A few of the pieces on “As Sure As Night Follows Day” are reminiscent of EVOL’s fondness for rave deconstruction. Unlike EVOL Russell Haswell’s album opts for a greater level of accessibility providing such guidance like beats, discernible rhythms, even handclaps and other rave standards. In order to show that he remains committed to noise the pieces continually mess with listener expectations, at times flirting with a sense of rhythm while at the same time subverting it. This means that his work has the spirit of rave culture, opting out of the easy smoothed out nostalgic lens that permeated Jamie XX’s “In Color” release. Going for the hard sounds that have defined his work help to give these songs an edge that would make even Powell’s hard techno approach seem tame in comparison.

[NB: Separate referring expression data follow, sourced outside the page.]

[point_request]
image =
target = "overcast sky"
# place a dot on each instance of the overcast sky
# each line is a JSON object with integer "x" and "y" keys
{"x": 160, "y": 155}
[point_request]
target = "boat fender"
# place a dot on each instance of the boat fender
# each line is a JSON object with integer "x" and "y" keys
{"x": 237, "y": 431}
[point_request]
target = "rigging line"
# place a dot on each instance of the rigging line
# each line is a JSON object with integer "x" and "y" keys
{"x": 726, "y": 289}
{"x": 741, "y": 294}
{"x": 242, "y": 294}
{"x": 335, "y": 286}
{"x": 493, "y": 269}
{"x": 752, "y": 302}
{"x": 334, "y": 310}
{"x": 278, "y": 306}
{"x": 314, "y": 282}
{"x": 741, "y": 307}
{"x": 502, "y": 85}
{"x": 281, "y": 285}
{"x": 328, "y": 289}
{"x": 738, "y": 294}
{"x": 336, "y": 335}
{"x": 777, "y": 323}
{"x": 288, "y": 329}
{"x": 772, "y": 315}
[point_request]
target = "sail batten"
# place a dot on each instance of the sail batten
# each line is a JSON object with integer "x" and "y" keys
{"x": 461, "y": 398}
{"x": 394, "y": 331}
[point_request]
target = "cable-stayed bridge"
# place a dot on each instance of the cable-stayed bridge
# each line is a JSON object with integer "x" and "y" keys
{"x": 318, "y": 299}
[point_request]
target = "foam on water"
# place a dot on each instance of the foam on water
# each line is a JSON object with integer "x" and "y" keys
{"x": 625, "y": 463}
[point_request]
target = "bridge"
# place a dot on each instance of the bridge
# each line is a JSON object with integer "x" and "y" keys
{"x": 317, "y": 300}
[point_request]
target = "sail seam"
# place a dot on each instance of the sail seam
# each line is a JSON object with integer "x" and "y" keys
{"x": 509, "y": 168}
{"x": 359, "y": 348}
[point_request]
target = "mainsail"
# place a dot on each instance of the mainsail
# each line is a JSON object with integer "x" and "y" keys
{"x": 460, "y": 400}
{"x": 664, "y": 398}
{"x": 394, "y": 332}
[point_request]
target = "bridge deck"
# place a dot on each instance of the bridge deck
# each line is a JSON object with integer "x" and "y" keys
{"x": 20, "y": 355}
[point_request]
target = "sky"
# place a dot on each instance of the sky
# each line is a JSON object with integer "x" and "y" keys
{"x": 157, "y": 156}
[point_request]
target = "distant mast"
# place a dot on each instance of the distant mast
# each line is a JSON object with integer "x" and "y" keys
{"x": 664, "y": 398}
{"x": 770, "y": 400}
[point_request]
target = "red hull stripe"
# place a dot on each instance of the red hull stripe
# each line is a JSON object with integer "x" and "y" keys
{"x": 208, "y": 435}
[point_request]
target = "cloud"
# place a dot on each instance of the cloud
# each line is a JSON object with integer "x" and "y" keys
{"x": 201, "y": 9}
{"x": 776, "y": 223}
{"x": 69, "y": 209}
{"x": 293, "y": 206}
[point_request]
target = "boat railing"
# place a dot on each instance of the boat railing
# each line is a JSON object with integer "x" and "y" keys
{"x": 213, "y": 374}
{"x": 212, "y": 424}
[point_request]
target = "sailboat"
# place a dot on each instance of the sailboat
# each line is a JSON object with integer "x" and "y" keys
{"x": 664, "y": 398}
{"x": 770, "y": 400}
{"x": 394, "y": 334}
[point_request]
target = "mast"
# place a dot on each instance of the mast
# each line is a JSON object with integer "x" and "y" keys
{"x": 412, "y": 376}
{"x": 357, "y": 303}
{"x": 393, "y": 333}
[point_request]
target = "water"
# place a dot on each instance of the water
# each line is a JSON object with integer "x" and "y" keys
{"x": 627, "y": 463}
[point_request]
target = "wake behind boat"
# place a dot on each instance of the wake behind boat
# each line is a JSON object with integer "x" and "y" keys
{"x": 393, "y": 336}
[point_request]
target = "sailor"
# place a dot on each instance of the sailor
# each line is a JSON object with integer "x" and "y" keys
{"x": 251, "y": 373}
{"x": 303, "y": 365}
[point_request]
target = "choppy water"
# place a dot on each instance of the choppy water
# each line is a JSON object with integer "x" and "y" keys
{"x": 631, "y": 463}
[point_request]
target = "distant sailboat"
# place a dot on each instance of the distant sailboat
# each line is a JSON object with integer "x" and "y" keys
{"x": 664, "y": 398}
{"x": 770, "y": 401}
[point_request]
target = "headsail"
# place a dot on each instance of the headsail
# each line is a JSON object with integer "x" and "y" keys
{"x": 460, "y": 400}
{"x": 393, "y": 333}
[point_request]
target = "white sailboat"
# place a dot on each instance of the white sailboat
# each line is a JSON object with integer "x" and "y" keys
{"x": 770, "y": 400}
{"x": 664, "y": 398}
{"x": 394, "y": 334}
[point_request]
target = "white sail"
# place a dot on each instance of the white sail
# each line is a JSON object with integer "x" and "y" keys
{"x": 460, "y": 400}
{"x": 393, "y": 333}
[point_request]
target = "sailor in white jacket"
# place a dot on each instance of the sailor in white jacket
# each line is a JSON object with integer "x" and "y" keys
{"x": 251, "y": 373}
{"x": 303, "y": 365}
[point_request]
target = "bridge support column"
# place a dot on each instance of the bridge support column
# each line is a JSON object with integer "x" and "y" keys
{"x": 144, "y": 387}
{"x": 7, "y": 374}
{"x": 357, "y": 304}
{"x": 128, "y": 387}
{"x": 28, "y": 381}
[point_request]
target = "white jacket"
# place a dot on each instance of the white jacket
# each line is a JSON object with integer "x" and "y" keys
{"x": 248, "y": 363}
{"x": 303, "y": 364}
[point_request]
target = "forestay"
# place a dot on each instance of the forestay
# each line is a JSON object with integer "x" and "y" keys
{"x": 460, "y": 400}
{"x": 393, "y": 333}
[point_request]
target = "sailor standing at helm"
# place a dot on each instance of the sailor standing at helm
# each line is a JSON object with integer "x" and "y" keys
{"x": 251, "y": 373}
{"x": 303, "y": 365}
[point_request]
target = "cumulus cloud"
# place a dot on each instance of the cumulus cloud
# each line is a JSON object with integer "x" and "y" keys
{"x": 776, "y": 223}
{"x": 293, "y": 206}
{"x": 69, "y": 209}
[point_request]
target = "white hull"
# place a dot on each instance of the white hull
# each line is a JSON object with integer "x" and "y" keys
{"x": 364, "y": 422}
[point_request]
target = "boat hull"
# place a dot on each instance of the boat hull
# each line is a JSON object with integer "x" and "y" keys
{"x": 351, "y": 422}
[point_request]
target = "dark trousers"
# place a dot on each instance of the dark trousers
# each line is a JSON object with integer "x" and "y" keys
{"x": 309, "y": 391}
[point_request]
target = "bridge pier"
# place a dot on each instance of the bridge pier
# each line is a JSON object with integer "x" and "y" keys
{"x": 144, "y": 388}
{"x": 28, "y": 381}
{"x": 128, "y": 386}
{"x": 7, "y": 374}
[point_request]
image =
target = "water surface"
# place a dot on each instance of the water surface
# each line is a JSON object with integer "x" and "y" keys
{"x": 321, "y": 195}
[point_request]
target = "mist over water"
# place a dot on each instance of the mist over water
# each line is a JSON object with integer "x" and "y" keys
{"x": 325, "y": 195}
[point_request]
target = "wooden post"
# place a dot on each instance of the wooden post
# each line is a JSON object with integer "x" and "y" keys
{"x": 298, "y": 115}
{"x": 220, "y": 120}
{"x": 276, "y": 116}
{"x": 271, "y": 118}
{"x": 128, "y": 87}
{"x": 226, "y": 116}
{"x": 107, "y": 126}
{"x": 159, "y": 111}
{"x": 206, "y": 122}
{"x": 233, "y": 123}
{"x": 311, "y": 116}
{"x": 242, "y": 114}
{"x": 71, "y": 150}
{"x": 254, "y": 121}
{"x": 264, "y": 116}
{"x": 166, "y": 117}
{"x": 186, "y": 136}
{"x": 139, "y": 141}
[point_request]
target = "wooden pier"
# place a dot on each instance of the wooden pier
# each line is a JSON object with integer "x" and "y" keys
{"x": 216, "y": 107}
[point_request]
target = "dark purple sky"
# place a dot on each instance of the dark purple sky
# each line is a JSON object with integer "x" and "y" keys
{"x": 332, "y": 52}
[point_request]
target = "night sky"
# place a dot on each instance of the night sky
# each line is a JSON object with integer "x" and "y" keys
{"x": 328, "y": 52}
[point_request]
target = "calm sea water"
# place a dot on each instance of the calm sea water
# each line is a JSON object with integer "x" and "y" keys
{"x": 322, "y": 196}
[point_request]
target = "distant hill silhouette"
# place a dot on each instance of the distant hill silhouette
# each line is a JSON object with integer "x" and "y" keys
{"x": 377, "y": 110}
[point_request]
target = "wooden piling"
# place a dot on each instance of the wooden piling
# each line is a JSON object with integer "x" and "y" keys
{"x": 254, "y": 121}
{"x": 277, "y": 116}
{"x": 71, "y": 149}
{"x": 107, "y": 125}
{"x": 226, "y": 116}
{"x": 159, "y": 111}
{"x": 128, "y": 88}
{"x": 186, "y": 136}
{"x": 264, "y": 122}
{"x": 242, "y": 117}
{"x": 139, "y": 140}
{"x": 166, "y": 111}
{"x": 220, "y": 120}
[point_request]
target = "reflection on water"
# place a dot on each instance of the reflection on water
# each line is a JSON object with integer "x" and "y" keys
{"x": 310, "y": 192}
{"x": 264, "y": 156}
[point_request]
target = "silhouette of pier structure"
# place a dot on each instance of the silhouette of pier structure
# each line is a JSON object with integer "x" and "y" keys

For the first two tracks Russell Haswell teases, refusing to settle into any sort of coherent structure. The hinting at it shows his work at a crossroads avoiding outright noise yet not quite easy listening. “Wholly Unaware” rears its ugly, distorted, volume-centric head and provides a rather cathartic release, helping the previous two tracks to make more sense in context. A true testament to his impressive skill at using every possible frequency at his disposal (courtesy of his long-standing work in the noise community both as a solo singular artist and in various collaborations with artists like Yasunao Tone, Merzbow, Pain Jerk, etc.).
“Rave Splurge nO!se FM” sees him in his familiar role as noise monger going for the harshest possible textures. Self-explanatory is the almost in real time feel of “Improvisation #1” with its near-martial beat alongside its rather loose feel. One of the biggest surprises of the album is the seemingly straightforward “Gas Attack” whose synthesis reveals that sometimes he uses a subtle touch. On “Interlude” Russell Haswell employs grating textures that would not be out of place on a Hecker album, pushing the sounds to the absolute maximum threshold of discomfortable listening.
Towards the latter half of the album the embrace of a peculiar form of rave music becomes noticeably more prominent. Certainly this is true for the elastic sounds of “Drive (Minimal)” and the industrial-tinged metallic beats of “Heavy Handed Sunset”. By far the best tracks are the last few where Russell Haswell reveals a deft hand at creating absolute overbearing and dominating sounds, whether it is the pummeling rhythms of “Confirmation Of Our Worst Fears” and the satisfyingly giddy work of “Extended Industry Knowledge (For Oscar)”. Ensuring that his prowess as a master of pure uncut sonic chaos remains untouched he ends the album with the maelstrom that is “nO!se Rave”.
Released on the increasingly adventurous noise-dance hybrid Diagonal this is by far Russell Haswell’s most visceral and satisfying release. With “As Sure As Night Follows Day” Russell Haswell joins a growing number of experimental artists capturing the sheer intensity of rave culture through relentless aural assault.